What is a FASTA format

Modified on Fri, 2 Oct, 2020 at 5:14 PM

The FASTA format is a text-based format for representing either nucleotide sequences or amino acid (protein) sequences, in which nucleotides or amino acids are represented using single-letter codes. The format also allows for sequence names and comments to precede the sequences.
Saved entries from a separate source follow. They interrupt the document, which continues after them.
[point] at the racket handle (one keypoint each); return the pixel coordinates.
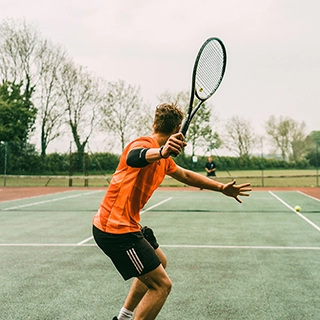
(183, 130)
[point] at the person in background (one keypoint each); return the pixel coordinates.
(211, 168)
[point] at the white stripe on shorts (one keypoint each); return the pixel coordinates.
(135, 260)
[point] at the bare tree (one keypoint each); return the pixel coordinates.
(82, 96)
(241, 137)
(21, 49)
(288, 136)
(49, 95)
(26, 57)
(123, 112)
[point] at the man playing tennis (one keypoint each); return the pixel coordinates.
(134, 250)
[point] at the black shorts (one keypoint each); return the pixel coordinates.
(131, 253)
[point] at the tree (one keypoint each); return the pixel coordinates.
(17, 113)
(313, 148)
(123, 112)
(82, 96)
(25, 57)
(288, 136)
(49, 95)
(20, 50)
(241, 138)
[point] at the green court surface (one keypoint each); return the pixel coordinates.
(256, 260)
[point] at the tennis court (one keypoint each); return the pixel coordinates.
(256, 260)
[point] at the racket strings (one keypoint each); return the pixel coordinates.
(210, 70)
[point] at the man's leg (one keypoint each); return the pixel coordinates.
(159, 286)
(138, 288)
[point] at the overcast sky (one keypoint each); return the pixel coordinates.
(273, 48)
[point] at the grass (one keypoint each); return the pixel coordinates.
(267, 178)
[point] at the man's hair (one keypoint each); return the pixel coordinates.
(168, 116)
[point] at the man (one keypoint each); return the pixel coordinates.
(211, 168)
(116, 229)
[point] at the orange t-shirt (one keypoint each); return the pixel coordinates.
(130, 189)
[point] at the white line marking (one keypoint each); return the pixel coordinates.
(47, 201)
(84, 241)
(311, 197)
(163, 246)
(298, 213)
(156, 205)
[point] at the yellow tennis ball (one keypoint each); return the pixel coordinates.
(297, 208)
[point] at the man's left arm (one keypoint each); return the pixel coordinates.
(194, 179)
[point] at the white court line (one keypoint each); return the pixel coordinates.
(47, 201)
(311, 197)
(179, 246)
(298, 213)
(156, 205)
(32, 197)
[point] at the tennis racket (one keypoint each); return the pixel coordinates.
(208, 72)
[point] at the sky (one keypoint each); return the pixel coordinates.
(273, 48)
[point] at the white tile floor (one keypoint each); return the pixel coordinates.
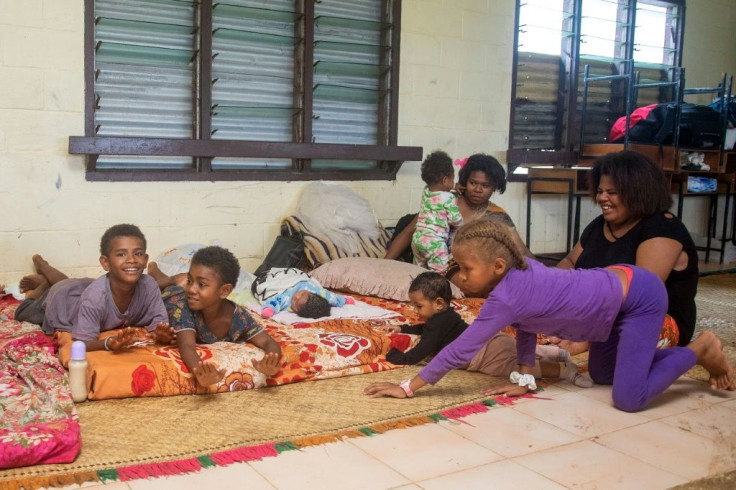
(572, 439)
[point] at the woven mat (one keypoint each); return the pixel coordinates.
(133, 432)
(129, 432)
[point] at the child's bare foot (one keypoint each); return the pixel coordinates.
(163, 280)
(52, 274)
(30, 282)
(709, 352)
(574, 348)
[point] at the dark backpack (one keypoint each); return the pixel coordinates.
(287, 251)
(700, 126)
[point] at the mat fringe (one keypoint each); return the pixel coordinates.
(251, 453)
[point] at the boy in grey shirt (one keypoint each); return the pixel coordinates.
(86, 307)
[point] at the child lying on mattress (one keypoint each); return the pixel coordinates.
(279, 289)
(430, 294)
(85, 307)
(200, 312)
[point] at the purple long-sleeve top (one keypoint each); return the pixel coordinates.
(571, 304)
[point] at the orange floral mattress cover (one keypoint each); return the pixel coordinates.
(311, 351)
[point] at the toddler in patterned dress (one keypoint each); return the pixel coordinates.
(438, 214)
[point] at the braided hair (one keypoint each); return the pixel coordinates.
(491, 238)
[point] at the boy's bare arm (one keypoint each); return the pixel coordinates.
(206, 373)
(270, 363)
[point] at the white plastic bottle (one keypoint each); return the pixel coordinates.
(78, 371)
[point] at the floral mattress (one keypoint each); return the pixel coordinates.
(38, 421)
(325, 349)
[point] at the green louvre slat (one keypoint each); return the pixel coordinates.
(143, 55)
(265, 112)
(144, 62)
(348, 69)
(325, 91)
(237, 12)
(252, 37)
(353, 24)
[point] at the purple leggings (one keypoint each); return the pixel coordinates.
(629, 358)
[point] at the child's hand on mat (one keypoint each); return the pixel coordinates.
(376, 390)
(508, 390)
(207, 373)
(163, 334)
(127, 337)
(269, 365)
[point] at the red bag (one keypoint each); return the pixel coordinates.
(619, 127)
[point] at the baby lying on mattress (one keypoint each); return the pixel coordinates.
(279, 289)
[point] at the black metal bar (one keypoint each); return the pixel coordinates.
(576, 229)
(584, 108)
(725, 221)
(89, 77)
(528, 212)
(573, 70)
(569, 215)
(236, 175)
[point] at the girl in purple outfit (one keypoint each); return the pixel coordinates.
(618, 309)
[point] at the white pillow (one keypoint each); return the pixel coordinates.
(382, 278)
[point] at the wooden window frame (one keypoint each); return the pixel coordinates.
(301, 150)
(567, 154)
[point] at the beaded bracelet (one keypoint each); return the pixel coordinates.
(406, 386)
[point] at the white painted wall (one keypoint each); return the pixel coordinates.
(455, 85)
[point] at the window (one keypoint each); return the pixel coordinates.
(556, 40)
(241, 90)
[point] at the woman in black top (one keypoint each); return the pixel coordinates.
(635, 227)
This description line begins with a '>' and gives a name or a unique identifier to the sequence. It may also contain additional information.

A more complete example is shown below. It contains identifiers, descriptions and multiple sequences.

>sp|J7RUA5|CAS9_STAAU Start of CRISPR-associated endonuclease Cas9 OS=Staphylococcus aureus

MKRNYILGLDIGITSVGYGIIDYETRDVIDAGVRLFKEANVENNEGRRSKRGARRLKRRR

RHRIQRVKKLLFDYNLLTDHSELSGINPYEARVKGLSQKLSEEEFSAALLHLAKRRGVHN

VNEVEEDTGNELS

>sp|Q99ZW2|CAS9_STRP1 Start of CRISPR-associated endonuclease Cas9/Csn1 OS=Streptococcus pyogenes

MDKKYSIGLDIGTNSVGWAVITDEYKVPSKKFKVLGNTDRHSIKKNLIGALLFDSGETAE

ATRLKRTARRRYTRRKNRICYLQEIFSNEMAKVDDSFFHRLEESFLVEEDKKHERHPIFG

NIVDEVAYHEKYPTIYHLRKKLVDSTDKADLRLIYLALAHMIKFRGHFLIEGDLNPDNSD

VDKLFIQLVQT

>sp|G3ECR1|CAS9_STRTR Start of CRISPR-associated endonuclease Cas9 OS=Streptococcus thermophilus

MLFNKCIIISINLDFSNKEKCMTKPYSIGLDIGTNSVGWAVITDNYKVPSKKMKVLGNTS

KKYIKKNLLGVLLFDSGITAEGRRLKRTARRRYTRRRNRILYLQEIFSTEMATLDDAFFQ

RLDDSFLVPDDKRDSKYPIF

An identifier is composed of alphanumeric characters, _ (underscores) and - (hyphens). Do not put spaces in an identifier.